Open womblep opened 1 year ago
Node removal is performed by rabbitmq_peer_discovery_common
.
DNS peer discovery is not a plugin, it is a core feature. Making it depend on a plugin therefore is not an option, and we see this automatic cleanup thing as dangerous.
I'd rather remove this feature from other plugins (it was originally introduced for AWS)
or move DNS peer discovery into a plugin for 3.13.0
than fold something we consider dangerous into the core.
@michaelklishin are you saying that rabbitmq_peer_discovery_common is only used by plugins and therefore using it for DNS peer discovery would link the plugin code to a core feature?
Then if so maybe moving DNS peer discovery to a plugin could be a good thing. I understand in many case the peer removal is dangerous due to transient loss of connection but I think DNS is one of those where it is reasonably safe. If the DNS record is considered the source of truth for the cluster then transient loss of connectivity doesn't change that.
However if the feature gets removed from all plugins, then a possible enhancement would be to add an API to remove nodes via the HTTP API interface.

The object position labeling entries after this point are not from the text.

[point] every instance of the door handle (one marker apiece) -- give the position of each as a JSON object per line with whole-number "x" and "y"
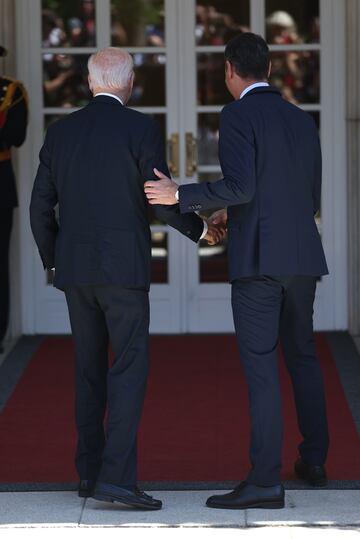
{"x": 191, "y": 154}
{"x": 173, "y": 154}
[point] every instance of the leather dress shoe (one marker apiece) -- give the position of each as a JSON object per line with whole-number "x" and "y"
{"x": 246, "y": 496}
{"x": 314, "y": 474}
{"x": 86, "y": 488}
{"x": 133, "y": 497}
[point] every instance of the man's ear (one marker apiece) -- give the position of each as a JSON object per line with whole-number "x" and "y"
{"x": 90, "y": 83}
{"x": 229, "y": 69}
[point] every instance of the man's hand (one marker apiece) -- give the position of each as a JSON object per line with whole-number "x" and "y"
{"x": 215, "y": 234}
{"x": 161, "y": 191}
{"x": 218, "y": 218}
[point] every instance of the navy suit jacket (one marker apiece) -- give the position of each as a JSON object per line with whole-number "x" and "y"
{"x": 93, "y": 164}
{"x": 270, "y": 158}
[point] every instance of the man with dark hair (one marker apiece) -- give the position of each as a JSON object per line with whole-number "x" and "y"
{"x": 271, "y": 161}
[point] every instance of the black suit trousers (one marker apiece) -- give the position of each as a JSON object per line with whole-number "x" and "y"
{"x": 6, "y": 219}
{"x": 99, "y": 314}
{"x": 264, "y": 309}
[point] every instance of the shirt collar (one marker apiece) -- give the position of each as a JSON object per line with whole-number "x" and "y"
{"x": 110, "y": 95}
{"x": 252, "y": 86}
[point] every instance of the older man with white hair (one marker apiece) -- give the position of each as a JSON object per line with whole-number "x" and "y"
{"x": 93, "y": 164}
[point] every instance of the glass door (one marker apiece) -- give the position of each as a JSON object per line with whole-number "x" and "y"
{"x": 300, "y": 36}
{"x": 70, "y": 31}
{"x": 178, "y": 47}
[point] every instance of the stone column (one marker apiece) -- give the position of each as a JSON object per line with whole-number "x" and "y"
{"x": 7, "y": 36}
{"x": 353, "y": 159}
{"x": 8, "y": 67}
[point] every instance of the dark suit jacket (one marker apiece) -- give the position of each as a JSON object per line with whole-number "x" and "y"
{"x": 11, "y": 134}
{"x": 271, "y": 161}
{"x": 94, "y": 164}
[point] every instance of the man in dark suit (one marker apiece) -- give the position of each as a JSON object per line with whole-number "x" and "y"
{"x": 13, "y": 124}
{"x": 271, "y": 161}
{"x": 93, "y": 164}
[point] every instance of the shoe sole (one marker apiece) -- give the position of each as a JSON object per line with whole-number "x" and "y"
{"x": 85, "y": 495}
{"x": 255, "y": 505}
{"x": 111, "y": 499}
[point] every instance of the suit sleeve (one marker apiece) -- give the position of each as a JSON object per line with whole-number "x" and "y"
{"x": 14, "y": 130}
{"x": 44, "y": 198}
{"x": 237, "y": 160}
{"x": 317, "y": 178}
{"x": 153, "y": 156}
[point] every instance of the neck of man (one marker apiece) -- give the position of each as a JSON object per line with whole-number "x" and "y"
{"x": 245, "y": 83}
{"x": 117, "y": 93}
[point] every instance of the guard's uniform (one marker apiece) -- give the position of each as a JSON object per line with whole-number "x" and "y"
{"x": 13, "y": 122}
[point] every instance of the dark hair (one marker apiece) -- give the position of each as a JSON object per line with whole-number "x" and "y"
{"x": 249, "y": 54}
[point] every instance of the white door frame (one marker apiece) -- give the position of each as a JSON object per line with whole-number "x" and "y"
{"x": 206, "y": 301}
{"x": 184, "y": 305}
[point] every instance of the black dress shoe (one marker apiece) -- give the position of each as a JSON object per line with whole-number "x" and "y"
{"x": 133, "y": 497}
{"x": 86, "y": 488}
{"x": 246, "y": 496}
{"x": 314, "y": 474}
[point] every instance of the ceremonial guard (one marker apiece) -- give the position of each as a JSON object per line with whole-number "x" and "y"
{"x": 13, "y": 122}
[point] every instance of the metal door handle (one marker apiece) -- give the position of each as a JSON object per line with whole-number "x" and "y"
{"x": 173, "y": 154}
{"x": 191, "y": 154}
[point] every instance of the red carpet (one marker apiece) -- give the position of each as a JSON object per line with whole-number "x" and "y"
{"x": 195, "y": 424}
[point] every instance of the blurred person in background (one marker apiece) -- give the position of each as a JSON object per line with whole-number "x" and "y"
{"x": 13, "y": 122}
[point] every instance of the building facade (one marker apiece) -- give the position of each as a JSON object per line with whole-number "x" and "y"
{"x": 177, "y": 47}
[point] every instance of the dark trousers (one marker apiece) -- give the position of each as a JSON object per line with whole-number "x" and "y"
{"x": 6, "y": 219}
{"x": 97, "y": 315}
{"x": 266, "y": 309}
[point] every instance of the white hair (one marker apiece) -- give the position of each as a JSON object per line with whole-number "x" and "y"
{"x": 111, "y": 68}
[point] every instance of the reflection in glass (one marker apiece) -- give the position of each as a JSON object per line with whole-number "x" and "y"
{"x": 138, "y": 23}
{"x": 292, "y": 21}
{"x": 211, "y": 89}
{"x": 213, "y": 266}
{"x": 217, "y": 21}
{"x": 68, "y": 23}
{"x": 65, "y": 80}
{"x": 159, "y": 251}
{"x": 149, "y": 84}
{"x": 208, "y": 138}
{"x": 297, "y": 75}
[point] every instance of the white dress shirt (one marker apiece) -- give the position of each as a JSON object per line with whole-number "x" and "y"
{"x": 252, "y": 86}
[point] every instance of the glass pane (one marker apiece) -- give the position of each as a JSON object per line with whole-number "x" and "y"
{"x": 297, "y": 75}
{"x": 68, "y": 23}
{"x": 213, "y": 258}
{"x": 217, "y": 21}
{"x": 211, "y": 89}
{"x": 208, "y": 138}
{"x": 138, "y": 23}
{"x": 292, "y": 21}
{"x": 65, "y": 80}
{"x": 159, "y": 250}
{"x": 149, "y": 84}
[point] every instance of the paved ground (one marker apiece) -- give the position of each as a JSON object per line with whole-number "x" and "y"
{"x": 307, "y": 514}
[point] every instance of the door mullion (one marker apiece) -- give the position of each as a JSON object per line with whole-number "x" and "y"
{"x": 103, "y": 24}
{"x": 257, "y": 16}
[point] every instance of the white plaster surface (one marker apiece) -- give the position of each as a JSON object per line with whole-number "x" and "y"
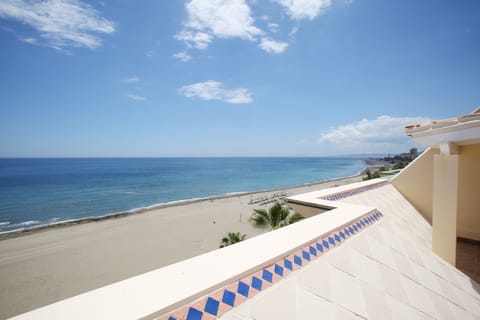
{"x": 387, "y": 271}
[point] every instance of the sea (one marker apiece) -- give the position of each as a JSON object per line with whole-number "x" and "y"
{"x": 40, "y": 192}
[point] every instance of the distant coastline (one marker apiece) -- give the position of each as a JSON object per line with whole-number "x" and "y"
{"x": 66, "y": 223}
{"x": 46, "y": 193}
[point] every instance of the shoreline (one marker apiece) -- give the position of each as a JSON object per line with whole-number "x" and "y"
{"x": 42, "y": 266}
{"x": 4, "y": 235}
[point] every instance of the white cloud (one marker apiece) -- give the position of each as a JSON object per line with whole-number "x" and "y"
{"x": 272, "y": 46}
{"x": 182, "y": 56}
{"x": 381, "y": 135}
{"x": 60, "y": 23}
{"x": 29, "y": 40}
{"x": 273, "y": 27}
{"x": 199, "y": 40}
{"x": 134, "y": 79}
{"x": 214, "y": 90}
{"x": 135, "y": 97}
{"x": 304, "y": 9}
{"x": 208, "y": 19}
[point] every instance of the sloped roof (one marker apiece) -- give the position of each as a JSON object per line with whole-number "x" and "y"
{"x": 387, "y": 271}
{"x": 464, "y": 129}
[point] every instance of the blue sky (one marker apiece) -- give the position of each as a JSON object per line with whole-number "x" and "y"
{"x": 231, "y": 78}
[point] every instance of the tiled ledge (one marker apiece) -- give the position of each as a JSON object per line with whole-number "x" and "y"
{"x": 206, "y": 286}
{"x": 217, "y": 303}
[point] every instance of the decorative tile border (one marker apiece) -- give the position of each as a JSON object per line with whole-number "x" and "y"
{"x": 220, "y": 301}
{"x": 343, "y": 195}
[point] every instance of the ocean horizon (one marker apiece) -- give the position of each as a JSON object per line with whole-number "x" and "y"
{"x": 37, "y": 192}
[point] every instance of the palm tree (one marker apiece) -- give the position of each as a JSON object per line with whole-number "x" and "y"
{"x": 276, "y": 217}
{"x": 231, "y": 238}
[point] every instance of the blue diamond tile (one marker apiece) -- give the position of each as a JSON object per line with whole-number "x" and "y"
{"x": 194, "y": 314}
{"x": 243, "y": 289}
{"x": 325, "y": 244}
{"x": 267, "y": 275}
{"x": 331, "y": 240}
{"x": 278, "y": 270}
{"x": 306, "y": 255}
{"x": 319, "y": 247}
{"x": 212, "y": 306}
{"x": 228, "y": 298}
{"x": 288, "y": 264}
{"x": 297, "y": 260}
{"x": 257, "y": 283}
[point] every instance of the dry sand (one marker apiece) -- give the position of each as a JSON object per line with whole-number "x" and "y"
{"x": 49, "y": 265}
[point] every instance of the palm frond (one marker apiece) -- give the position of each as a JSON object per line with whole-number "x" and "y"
{"x": 260, "y": 218}
{"x": 295, "y": 218}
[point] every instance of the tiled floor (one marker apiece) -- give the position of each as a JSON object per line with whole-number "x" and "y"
{"x": 387, "y": 271}
{"x": 468, "y": 259}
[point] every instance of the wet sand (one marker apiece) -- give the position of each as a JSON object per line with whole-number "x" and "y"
{"x": 51, "y": 264}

A core feature cannot rely/depend on a plugin since such plugin would've to be always enabled.
This is an enhancement.
For DNS peer discovery, if cluster_formation.node_cleanup.only_log_warning = false then check the DNS record again (each interval) and remove peers that aren't in the record. If the DNS cant be looked up then don't do anything. This should be resistant to peer failure or network partitioning as the DNS record wouldn't change in those cases. Only when a peer is replaced would the record be updated. It looks like a lot of the code is common, it just probably needs to have the forgetting code put in the DNS peer discovery. I would try but I dont know Erlang at all.